Felipe VI ha abordado especialmente la fractura social que ha generado el procés, consciente de que muchas familias que estaban sentadas ante el televisor escuchándolo han sufrido tensiones o enfrentamientos por este motivo. O que, incluso, en alguna mesa faltaba algún miembro, fruto de esa ruptura.
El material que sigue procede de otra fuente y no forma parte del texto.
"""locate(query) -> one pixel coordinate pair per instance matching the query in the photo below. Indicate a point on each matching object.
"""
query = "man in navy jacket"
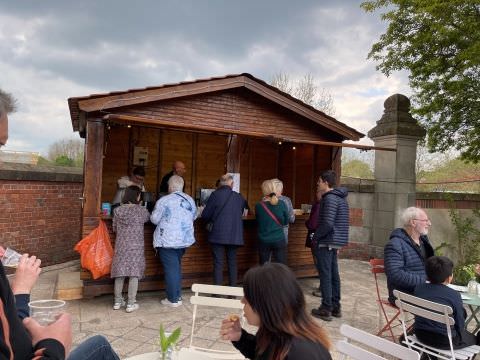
(330, 235)
(225, 209)
(406, 252)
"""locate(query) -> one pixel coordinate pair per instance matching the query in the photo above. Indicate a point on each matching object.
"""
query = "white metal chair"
(436, 312)
(203, 297)
(347, 349)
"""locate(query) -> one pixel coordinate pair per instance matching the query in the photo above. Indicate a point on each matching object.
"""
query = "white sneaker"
(168, 303)
(132, 307)
(118, 305)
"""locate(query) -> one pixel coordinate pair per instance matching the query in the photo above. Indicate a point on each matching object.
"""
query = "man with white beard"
(406, 252)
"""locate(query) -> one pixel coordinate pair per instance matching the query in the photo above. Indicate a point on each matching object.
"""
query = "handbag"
(209, 225)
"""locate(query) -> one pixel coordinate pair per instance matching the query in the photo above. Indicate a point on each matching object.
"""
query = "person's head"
(175, 183)
(439, 269)
(268, 191)
(275, 303)
(179, 168)
(7, 106)
(327, 181)
(138, 175)
(132, 195)
(278, 186)
(226, 179)
(415, 221)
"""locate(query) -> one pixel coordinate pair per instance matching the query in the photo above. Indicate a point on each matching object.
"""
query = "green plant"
(168, 342)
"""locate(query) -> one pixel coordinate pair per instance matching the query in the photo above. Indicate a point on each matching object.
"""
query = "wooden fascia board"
(299, 109)
(200, 128)
(171, 92)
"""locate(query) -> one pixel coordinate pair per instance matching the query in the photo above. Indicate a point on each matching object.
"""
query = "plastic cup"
(46, 312)
(11, 258)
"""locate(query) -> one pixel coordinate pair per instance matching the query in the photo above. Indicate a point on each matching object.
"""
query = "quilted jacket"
(404, 265)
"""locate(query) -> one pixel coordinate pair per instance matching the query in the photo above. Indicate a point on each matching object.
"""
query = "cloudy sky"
(52, 50)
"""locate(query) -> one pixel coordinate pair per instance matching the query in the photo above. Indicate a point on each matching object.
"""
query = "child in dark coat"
(439, 270)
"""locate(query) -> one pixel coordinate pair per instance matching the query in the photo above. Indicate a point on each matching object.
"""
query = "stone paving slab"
(135, 333)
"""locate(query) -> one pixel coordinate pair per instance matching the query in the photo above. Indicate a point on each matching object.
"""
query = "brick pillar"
(394, 171)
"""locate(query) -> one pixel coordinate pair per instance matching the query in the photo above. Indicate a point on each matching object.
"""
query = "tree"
(306, 90)
(438, 43)
(67, 148)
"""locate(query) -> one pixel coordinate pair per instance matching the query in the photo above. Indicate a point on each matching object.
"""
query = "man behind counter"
(178, 168)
Es por ello que el Rey ha pedido al futuro Govern que emprenda un camino que conduzca a que la "convivencia en el seno de la sociedad catalana -tan diversa y plural como es- recupere la serenidad, la estabilidad y el respeto mutuo; de manera que las ideas no distancien ni separen a las familias y a los amigos". 
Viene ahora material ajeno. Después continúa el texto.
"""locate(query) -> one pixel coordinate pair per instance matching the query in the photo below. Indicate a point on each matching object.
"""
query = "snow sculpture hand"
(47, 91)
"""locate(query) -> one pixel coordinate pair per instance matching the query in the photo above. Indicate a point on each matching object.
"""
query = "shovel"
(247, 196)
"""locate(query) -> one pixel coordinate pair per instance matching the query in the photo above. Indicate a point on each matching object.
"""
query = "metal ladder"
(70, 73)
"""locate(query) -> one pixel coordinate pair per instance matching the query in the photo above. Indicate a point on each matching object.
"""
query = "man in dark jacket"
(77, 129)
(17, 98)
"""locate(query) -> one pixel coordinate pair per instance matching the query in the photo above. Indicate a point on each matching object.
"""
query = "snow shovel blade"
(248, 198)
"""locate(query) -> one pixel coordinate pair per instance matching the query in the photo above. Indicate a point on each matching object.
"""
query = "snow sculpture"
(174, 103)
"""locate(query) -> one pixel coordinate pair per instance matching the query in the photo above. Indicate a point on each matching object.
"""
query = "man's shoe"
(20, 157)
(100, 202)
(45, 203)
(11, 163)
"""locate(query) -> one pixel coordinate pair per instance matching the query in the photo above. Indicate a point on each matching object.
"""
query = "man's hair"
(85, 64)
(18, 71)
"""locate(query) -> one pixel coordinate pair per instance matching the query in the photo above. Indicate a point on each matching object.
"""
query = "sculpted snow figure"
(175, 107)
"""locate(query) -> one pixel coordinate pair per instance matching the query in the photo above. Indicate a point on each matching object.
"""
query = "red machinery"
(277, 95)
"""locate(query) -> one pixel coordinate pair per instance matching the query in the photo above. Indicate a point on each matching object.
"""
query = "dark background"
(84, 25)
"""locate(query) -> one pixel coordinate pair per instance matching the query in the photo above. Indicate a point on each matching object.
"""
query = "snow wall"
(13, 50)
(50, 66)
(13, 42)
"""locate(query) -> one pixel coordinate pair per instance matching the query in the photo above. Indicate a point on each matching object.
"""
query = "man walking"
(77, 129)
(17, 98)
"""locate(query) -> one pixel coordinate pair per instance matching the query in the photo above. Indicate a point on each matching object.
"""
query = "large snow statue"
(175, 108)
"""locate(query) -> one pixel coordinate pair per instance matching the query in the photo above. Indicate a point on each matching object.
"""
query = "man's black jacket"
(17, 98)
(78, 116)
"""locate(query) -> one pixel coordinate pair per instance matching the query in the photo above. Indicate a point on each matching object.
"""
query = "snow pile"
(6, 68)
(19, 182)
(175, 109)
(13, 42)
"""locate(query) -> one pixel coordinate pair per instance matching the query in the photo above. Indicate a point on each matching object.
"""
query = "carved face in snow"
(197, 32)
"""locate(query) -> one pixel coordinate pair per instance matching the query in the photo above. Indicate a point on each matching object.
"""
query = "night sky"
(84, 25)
Felipe VI ha pedido también al nuevo Govern que escoja un camino que conduzca "a que renazca la confianza, el prestigio y la mejor imagen de Cataluña; y a que se afirmen los valores que la han caracterizado siempre en su propia personalidad y le han dado los mejores momentos de su historia".
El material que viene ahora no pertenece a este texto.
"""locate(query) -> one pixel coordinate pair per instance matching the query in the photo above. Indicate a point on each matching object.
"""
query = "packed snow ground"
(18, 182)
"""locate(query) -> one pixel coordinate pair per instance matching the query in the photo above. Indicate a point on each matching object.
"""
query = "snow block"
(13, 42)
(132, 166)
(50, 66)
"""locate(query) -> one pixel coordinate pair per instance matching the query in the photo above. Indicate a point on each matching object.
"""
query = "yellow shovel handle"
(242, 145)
Ese espíritu aperturista, transversal y plural que ha querido trasladar Felipe VI en su discurso de Nochebuena -y que algunos echaron de menos en intervenciones anteriores- le llevó a mostrar su disposición e interés en "actualizar" España, "dispuesta a evolucionar y a adaptarse a los nuevos tiempos".

"La Historia de la España que juntos hemos construido es la historia de un gran triunfo de todos los españoles. Una España a la que no debemos renunciar, que debe ilusionar y motivarnos, y que debemos seguir construyendo, mejorándola, actualizándola, sobre la base sólida de los principios democráticos y los valores cívicos de respeto y de diálogo que fundamentan nuestra convivencia", fue su reflexión. Un mensaje a los políticos de cara al futuro más inmediato y que podría interpretarse como una invitación a explorar la reforma de la Constitución.

Esta idea no es casual, ya que la presentó hasta en dos ocasiones durante su mensaje, al principio y al final. Dos de los momentos más importantes. "Estoy seguro de que nadie desea una España paralizada o conformista, sino moderna y atractiva, que ilusione; una España serena, pero en movimiento y dispuesta a evolucionar y a adaptarse a los nuevos tiempos", dijo el Monarca.